When we feel that change is not possible, and the demons of injustice or inequality have won, we need to step back and look at the longer arc of history.   We see ways that hope is springing up around us.  Demons are fleeing, and the Kingdom of God is being built in our midst.  A wonderful article was written last fall by Nicholas Kristoff in the NYT about ways that global poverty is melting away at a remarkable pace.  It is a slow miracle of justice.

 

Here are his words:  “One of my most searing experiences as a reporter occurred in Cambodia, where I met a woman whose daughter had just died of malaria and who was left caring for seven children and grandchildren.

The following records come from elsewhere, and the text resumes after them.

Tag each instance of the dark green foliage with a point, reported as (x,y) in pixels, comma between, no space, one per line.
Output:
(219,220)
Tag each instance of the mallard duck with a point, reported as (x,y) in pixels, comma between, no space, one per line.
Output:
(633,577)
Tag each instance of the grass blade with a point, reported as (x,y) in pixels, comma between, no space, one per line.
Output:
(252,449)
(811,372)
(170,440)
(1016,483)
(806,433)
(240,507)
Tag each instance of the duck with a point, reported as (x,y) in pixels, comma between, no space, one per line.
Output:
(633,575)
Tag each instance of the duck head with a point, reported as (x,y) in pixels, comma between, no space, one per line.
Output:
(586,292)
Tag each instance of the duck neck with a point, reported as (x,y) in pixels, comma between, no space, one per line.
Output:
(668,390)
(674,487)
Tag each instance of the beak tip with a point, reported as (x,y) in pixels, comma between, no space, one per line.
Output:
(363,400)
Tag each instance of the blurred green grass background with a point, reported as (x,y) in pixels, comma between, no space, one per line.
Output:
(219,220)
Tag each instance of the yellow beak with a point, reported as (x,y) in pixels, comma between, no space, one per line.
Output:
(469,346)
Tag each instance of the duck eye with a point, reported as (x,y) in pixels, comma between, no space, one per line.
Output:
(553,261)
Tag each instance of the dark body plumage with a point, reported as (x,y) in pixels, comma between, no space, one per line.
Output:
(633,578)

The woman, Nhem Yen, showed me her one anti-malaria bed-net and told me how every evening she agonized over which children to squeeze under it — and which ones to leave out and expose to malarial mosquitoes.  That’s the kind of excruciating question that extreme poverty forces on families.

 

 “For thousands of generations, a vast majority of humans have lived brief, illiterate lives marked by disease, disability and the loss of children. As recently as 1980, a slight majority of people in the developing world lived in extreme poverty, defined as surviving on less than $1.25 in today’s money.  Yet in a time of depressing news worldwide, about dysfunction and crisis from Syria to our own Congress, here’s one area of spectacular progress.  The share of people in the developing world who live in extreme poverty has been reduced from 1 in 2 in 1980 to 1 in 5 today, according to the World Bank. Now the aim is to reduce that to almost zero by 2030.

 

“There will still be poverty, of course, just as there is far too much poverty lingering in America. But the extreme hanging-by-your-fingernails subsistence in a thatch-roof hut, your children uneducated and dying — that will go from typical to essentially nonexistent just in the course of my adult life….

New approaches are saving millions of children’s lives each year. In 1990, more than 12 million children died before the age of 5. Now that figure is down close to 6 million. Bill Gates, whose foundation with his wife, Melinda, pioneers the vaccines and medicines saving these lives, tells me that in his lifetime the number will drop below 1 million.   

 

“Timeout for a skeptical question that is both callous and common:  When additional kids survive in poor countries, does that really matter? Isn’t the result just a population explosion leading to famine or war, and more deaths?  That’s a frequent objection, but it’s wrong. When child mortality drops and families know that their children will survive, they are more likely to have fewer babies — and to invest more in them. There’s a well-known path from declining child deaths to declining births, which is why Bangladesh is now down to an average of 2.2 births per woman. 

 

“Ancient diseases are on the way out. Malaria has been brought under control in many countries, and a vaccine may reduce its toll even further.  AIDS is also receding. Last year in southern Africa, I interviewed coffin-makers who told me grumpily that their businesses are in recession because AIDS is no longer killing large numbers of people.”

 

Long-term change for the good is dawning; the arc of moral history is bending toward justice.  Our nation may be possessed by a variety of demons – demons of bigotry and racism, demons of poverty and inequality, demons of pessimism and selfishness.   But hope will triumph.  Demons will be thrown out.  It’s not ‘if’ but when.  With faith, with compassion, with science and technology and human ingenuity, enormous and hardly believable healing can unfold. As Jesus said: “All things can be done for the one who believes!” Amen.